Without the Middlesex News and the MetroWest Daily News, I would not have been so in tune with my hometown. Community news is the glue. We turn to them to learn the actions of elected bodies, or to learn the high school sports scores. We expect them to keep our elected officials accountable. We read about the joys and positive news about our neighbors, and take action to help out in times of tragedy and sadness.
Local news binds us together.
It is why I read about the changes happening at the Framingham Source with such sadness and anger. For seven years, Susan Petroni and the Framingham Source has been the go-to digital newspaper for all things Framingham. She has kept our new city government and its elected leaders accountable. She celebrated the achievements of our neighbors. She reported on the comings and goings of small businesses. She was the beating heart of our Framingham community.
Without knowing and connecting with each other, who are we?
I am sad we are losing glue that has kept our community together.
But I am angry we took this all for granted.
Other news sources like the Framingham Patch, the MetroWest Daily News, and The Boston Globe have shown glimmers of interest in Framingham, depending on the reporter or editor at the time. But they are no longer the consistent local news outlets of the past. Now the pressure is on them to step-up.
Yet, there was the Source day after day reporting. I am not alone in never thinking that one day the Source won’t be there.
Did we do enough to help the Source with advertising and financial support? It is no secret running a newspaper is a costly endeavor, forget about the struggles of being a solopreneur. Why did the city never enact the part of the Charter that allowed for the publishing of legal notices in digital mediums? This alone would’ve helped the Source tremendously.
As someone who spent her career working in communications and operates a marketing agency today, I always tell my clients to act like a media outlet. While newspapers and media are still key to sharing your news, in a changing world, you cannot depend on them as your sole outlet. Yet, locally, engaging the Framingham Source was always part of my communications strategy. It was different.

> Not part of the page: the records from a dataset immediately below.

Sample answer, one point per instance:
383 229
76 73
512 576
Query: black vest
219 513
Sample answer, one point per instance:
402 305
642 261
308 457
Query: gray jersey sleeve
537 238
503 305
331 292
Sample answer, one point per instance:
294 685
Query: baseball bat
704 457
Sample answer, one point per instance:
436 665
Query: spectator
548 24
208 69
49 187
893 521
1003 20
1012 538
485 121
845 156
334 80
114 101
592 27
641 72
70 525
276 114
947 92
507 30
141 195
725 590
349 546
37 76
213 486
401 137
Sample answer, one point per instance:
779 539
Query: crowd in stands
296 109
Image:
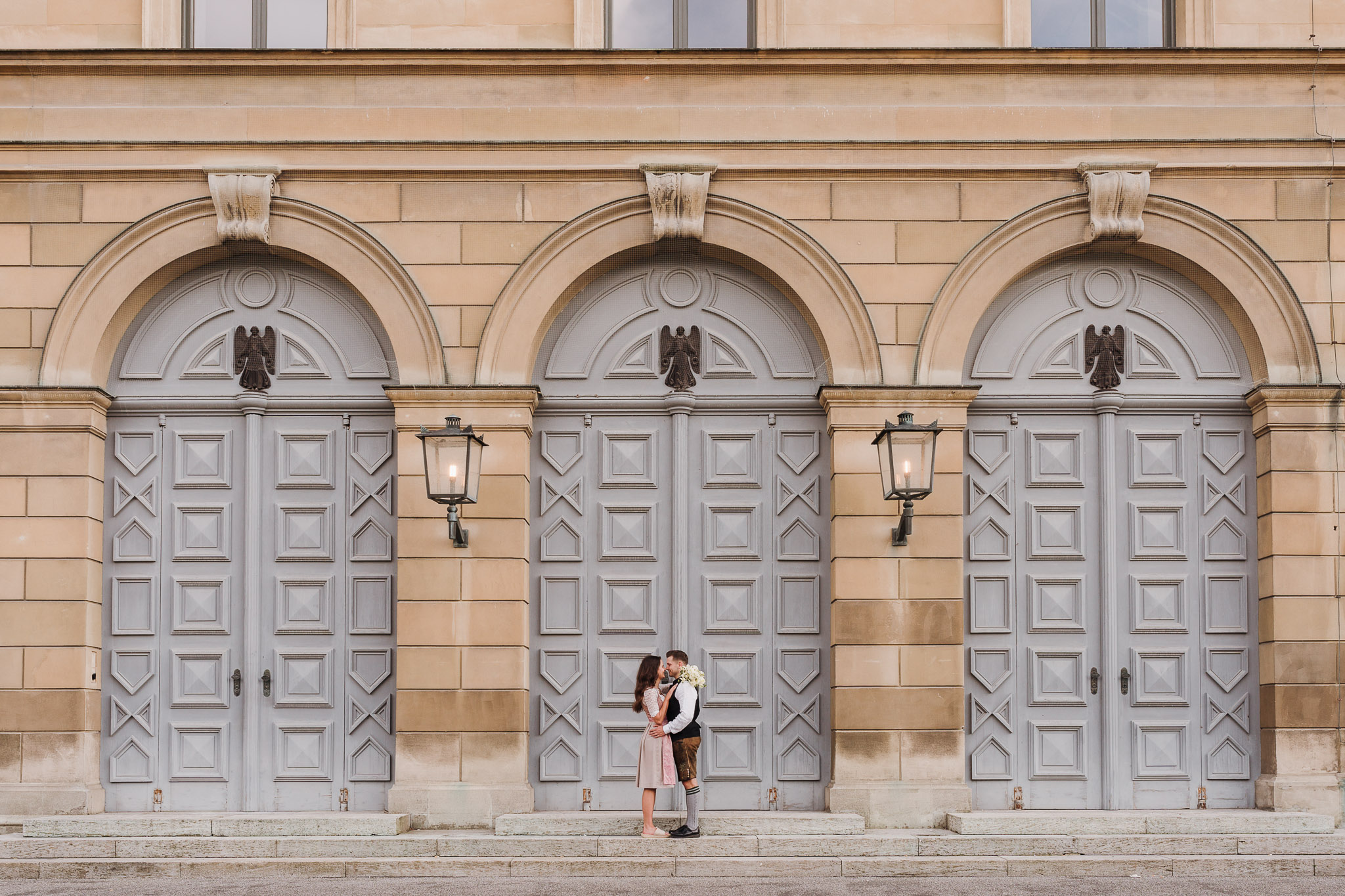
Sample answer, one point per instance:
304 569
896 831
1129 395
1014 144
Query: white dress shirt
685 695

Who are we without local news?
Several people in Framingham are celebrating the news about the Source. Without its accountability comes opportunity to do things in secret and under the radar. They want residents to be in the dark.
But who is going to keep them and others accountable? While the Source was not perfect, who is going to report on the latest decisions out of the Memorial Building? Who is going to inform parents about School Committee votes and issues? With an election year coming this year, where will voters turn to read about the candidates?
What will be our glue?
Since August I have been writing a weekly newsletter called The Ham’er, focused on separating the truth from the noise in Framingham politics. It is a huge success, but I am not an experienced journalist like Susan Petroni. I write it to share what I have learned, my thoughts and engage you with our city government. It keeps me and my readers thinking about our neighborhoods, what we want from Framingham and where we are headed. But it was to compliment other media outlets, not be THE media outlet.

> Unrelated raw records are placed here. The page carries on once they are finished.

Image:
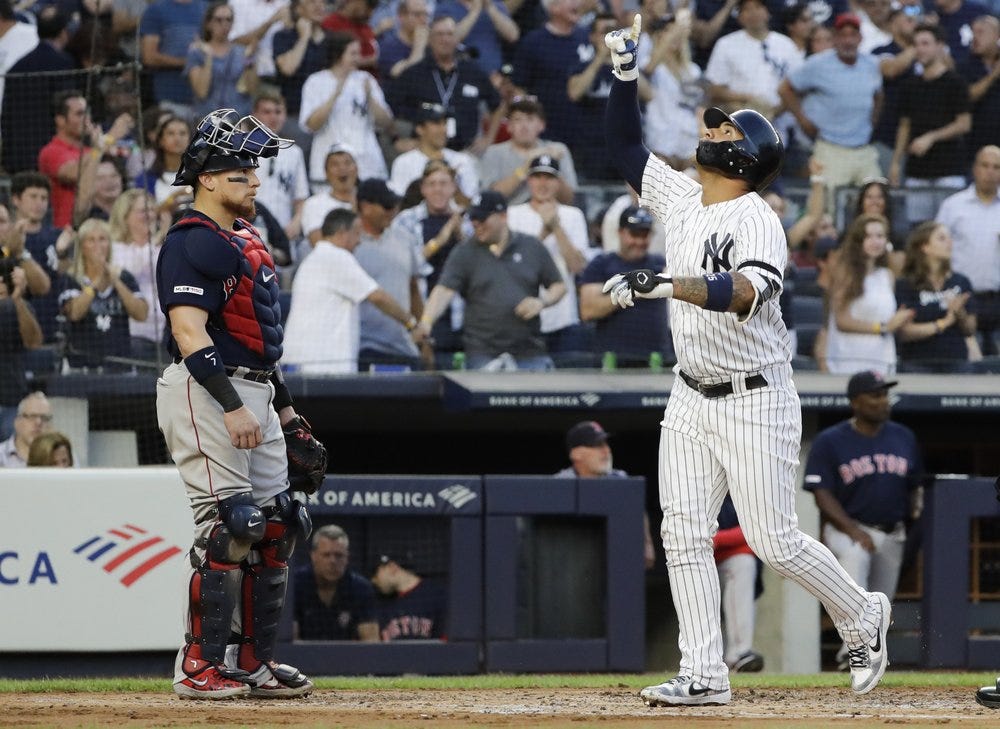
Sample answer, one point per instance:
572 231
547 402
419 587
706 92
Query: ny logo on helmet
716 256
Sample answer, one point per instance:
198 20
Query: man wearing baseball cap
834 98
342 180
499 273
590 457
645 328
563 231
865 473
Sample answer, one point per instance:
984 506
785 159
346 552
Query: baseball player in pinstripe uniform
733 421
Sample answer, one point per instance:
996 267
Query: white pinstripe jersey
742 235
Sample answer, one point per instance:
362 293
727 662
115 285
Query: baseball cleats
684 691
989 696
278 681
749 662
868 661
211 683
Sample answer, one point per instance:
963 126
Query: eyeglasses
40 417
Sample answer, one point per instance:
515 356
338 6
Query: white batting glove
643 283
624 45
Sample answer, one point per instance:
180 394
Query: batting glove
624 44
643 283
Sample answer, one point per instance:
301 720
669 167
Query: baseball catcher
229 421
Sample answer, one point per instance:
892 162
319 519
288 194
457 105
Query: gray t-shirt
500 161
392 260
492 286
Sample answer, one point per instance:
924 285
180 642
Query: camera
7 266
661 22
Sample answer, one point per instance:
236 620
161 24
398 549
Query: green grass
504 681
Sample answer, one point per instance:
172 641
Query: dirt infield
545 708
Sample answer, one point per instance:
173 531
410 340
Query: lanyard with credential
445 93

I am happy for Susan and understand her need to provide for her family. Whatever the next chapter of her career is, we will feel the impact of not having her and the Source keeping us together, as an informed community.

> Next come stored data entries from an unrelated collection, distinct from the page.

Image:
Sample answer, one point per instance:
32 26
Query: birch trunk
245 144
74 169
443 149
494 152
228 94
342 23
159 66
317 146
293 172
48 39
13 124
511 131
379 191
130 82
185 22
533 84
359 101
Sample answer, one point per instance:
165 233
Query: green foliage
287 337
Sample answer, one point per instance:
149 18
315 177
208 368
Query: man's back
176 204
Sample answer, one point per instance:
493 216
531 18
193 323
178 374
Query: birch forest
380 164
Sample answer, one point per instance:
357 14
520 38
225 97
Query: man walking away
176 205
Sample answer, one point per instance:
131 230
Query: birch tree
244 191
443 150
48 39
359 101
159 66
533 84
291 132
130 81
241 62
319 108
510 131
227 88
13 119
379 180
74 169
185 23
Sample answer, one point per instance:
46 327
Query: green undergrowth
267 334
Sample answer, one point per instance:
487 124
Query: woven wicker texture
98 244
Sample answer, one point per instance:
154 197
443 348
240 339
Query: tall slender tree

Framingham is at a crossroads. Our community pride is mediocre. We are divided – by neighborhood, commuting, socioeconomically. We are a city in transition. About 5,700 new residents moved into Framingham in the past year.
How can we be more welcoming and more proud of who we are? I regularly ask myself these questions. Who will we turn to when we need the truth? Who will be the mirror of who we are?
The closing of the Source is our loss. As a community, we need to decide who we are and how we will keep ourselves active and informed. Framingham depends on us.
Thank you Susan and the Framingham Source for helping us be Framingham.